Aujourd'hui, cette institution est devenue méconnaissable. Ce rapport documente la thèse d'une "capture" progressive de la Sécurité Sociale par l'État français, un "hold-up" stratégique mené sur plusieurs décennies.
L'enjeu de ce transfert de pouvoir est colossal et facilement chiffrable :
- Les dépenses de la SS sont fixées à plus de 666 milliards d'euros (PLFSS 2025).
- Le Budget Général de l'État est fixé à 582,4 milliards d'euros (PLF 2025).
En s'arrogeant le contrôle du vote de ce budget, l'État a pris la main sur une masse financière supérieure à ses propres dépenses régaliennes.

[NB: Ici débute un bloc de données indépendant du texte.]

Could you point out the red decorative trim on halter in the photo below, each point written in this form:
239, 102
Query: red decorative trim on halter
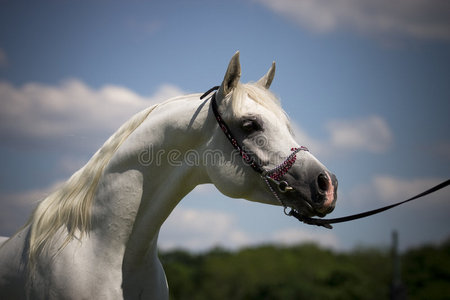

La Sécurité Sociale est devenue une simple "tirelire" que l'État administre, une variable d'ajustement de sa propre politique budgétaire.
1. L'Âge d'Or de la Démocratie Sociale (1945-1958)
À sa naissance, la SS n'appartenait pas à l'État, elle était une institution de droit privé gérée par la classe travailleuse.
Le Principe de la Gestion Ouvrière
Le point le plus radical du projet de 1945 était la "démocratie sociale". Les caisses devaient être gérées "par les intéressés eux-mêmes".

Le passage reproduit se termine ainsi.